Entre Fray Bartolomé.

Doña Urraca. Ah !

F. Bartolomé. Jésus Maria ! qu’entends-je ?

Doña Urraca. Quoi… je… c’est vous ?… vous m’auriez entendue ?… J’ai chanté ?

F. Bartolomé. Puis-je en croire mes oreilles et mes yeux ! Comment ! ma fille, c’est bien vous ! Je m’attendais à vous trouver en prière, ou tout au moins méditant quelque livre de piété, et je vous trouve la guitare à la main, chantant des blasphèmes !

Doña Urraca. Ah ! mon père ! si vous saviez !…

F. Bartolomé. Dites-moi quel malin démon…

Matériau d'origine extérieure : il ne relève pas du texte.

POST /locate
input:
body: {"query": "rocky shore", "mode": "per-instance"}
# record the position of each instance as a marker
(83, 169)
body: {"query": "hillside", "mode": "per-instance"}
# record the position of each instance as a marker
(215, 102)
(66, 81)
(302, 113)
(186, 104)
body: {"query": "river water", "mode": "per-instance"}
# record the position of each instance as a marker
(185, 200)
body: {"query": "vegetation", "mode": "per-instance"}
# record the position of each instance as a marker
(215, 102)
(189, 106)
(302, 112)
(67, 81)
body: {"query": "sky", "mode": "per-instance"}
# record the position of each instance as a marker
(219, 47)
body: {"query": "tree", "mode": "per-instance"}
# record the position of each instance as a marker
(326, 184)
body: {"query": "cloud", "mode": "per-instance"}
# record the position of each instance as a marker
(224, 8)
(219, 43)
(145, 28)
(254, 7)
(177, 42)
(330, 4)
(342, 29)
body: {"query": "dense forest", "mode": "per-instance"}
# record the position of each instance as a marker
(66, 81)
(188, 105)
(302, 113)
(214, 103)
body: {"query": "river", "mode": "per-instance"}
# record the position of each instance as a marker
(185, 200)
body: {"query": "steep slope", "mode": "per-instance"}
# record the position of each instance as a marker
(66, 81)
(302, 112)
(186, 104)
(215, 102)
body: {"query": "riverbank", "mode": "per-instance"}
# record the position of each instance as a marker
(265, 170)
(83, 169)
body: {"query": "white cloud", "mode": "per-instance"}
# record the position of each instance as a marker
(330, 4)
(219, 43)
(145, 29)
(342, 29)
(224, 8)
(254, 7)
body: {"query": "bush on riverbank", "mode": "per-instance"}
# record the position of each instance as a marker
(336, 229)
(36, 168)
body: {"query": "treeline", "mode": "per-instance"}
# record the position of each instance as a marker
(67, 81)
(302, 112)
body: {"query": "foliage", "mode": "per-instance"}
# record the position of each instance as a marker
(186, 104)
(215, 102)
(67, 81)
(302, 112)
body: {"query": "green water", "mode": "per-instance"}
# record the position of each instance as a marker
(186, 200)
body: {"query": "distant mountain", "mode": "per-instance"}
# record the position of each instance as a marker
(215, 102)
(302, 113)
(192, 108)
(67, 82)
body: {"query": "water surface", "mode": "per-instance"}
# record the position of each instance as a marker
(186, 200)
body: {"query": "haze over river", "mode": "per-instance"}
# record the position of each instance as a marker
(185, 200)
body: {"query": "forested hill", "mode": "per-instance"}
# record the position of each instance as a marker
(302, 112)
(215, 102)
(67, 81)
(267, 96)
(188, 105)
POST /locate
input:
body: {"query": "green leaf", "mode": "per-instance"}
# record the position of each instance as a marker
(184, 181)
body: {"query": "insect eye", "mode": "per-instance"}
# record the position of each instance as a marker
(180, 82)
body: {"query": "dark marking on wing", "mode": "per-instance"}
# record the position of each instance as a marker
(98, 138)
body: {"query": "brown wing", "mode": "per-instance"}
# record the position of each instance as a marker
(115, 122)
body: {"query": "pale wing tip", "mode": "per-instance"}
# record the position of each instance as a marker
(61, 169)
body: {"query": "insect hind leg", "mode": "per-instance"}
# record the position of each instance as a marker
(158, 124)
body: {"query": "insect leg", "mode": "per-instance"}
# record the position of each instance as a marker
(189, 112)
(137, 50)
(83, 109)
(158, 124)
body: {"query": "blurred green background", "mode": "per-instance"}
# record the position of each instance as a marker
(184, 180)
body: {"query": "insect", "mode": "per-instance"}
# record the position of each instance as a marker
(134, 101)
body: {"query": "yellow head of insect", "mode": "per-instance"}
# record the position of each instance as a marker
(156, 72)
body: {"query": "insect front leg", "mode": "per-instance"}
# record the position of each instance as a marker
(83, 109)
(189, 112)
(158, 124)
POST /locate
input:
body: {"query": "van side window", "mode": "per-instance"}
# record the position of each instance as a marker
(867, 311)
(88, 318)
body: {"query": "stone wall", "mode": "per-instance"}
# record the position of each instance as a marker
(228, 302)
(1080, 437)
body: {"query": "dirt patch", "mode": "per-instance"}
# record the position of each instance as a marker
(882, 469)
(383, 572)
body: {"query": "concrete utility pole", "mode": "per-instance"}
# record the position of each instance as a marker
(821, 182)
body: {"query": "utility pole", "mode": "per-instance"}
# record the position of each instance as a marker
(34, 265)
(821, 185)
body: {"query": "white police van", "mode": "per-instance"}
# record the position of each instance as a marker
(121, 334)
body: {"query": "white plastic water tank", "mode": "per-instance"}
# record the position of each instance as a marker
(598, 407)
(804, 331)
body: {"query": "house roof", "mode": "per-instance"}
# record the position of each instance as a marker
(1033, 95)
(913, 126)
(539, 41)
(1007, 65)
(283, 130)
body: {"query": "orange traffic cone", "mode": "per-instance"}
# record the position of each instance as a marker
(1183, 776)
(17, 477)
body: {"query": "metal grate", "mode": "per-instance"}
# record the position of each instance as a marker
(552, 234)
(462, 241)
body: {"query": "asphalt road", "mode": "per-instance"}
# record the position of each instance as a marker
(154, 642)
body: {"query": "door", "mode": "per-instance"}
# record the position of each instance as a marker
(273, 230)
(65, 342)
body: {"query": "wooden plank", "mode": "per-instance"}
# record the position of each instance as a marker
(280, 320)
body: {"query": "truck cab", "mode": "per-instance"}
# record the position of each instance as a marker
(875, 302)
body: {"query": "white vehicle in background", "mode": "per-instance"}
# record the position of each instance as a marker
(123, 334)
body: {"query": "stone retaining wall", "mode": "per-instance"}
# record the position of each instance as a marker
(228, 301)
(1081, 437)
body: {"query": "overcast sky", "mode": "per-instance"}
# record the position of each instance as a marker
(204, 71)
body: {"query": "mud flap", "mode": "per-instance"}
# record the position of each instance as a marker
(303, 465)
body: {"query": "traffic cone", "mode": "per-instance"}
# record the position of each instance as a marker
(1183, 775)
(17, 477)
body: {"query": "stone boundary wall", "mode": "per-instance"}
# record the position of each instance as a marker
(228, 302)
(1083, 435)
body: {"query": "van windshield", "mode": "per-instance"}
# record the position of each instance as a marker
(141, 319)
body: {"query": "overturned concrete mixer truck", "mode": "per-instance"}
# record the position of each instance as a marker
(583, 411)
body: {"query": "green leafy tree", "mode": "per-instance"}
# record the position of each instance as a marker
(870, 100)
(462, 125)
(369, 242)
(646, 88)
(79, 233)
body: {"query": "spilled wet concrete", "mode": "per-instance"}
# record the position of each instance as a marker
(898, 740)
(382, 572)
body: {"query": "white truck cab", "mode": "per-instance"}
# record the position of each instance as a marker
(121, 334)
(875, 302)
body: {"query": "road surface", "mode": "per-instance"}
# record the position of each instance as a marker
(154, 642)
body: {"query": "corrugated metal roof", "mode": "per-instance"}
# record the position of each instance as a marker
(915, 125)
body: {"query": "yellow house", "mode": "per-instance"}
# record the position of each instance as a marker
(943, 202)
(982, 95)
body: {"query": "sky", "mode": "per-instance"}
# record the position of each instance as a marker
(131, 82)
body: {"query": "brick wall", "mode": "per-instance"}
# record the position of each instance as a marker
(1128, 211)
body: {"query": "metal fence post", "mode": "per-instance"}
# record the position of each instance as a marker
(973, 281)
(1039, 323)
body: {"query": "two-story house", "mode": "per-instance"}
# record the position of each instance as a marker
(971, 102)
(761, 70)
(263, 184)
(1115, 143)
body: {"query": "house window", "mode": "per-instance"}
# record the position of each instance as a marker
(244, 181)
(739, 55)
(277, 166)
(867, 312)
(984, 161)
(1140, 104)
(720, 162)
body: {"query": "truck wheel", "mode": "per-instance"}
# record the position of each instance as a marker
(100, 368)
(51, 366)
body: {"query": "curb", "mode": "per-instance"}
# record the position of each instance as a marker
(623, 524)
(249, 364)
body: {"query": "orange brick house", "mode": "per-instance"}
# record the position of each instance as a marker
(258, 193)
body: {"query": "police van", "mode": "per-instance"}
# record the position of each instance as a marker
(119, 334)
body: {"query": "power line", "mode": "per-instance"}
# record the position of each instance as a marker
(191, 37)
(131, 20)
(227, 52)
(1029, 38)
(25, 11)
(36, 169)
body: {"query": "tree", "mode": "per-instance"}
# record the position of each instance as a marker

Doña Urraca. Oui, mon père, c’est le Malin qui en est cause. J’ai voulu ôter cette guitare de cette chambre… J’ai pincé par distraction deux ou trois cordes : le Malin a pris son temps… Par distraction, j’ai joué un air que j’ai en horreur, et que j’ai retenu malgré moi… et puis…

F. Bartolomé. Et puis ?…

Doña Urraca. Et puis… je ne sais comment il s’est fait que j’ai chanté tout haut.

F. Bartolomé. Oui, mon enfant, c’est bien le Malin qui vous a soufflé cette horrible chanson. Mais aussi, remerciez votre bon ange, qui m’a amené justement à point pour vous empêcher de commettre un autre péché.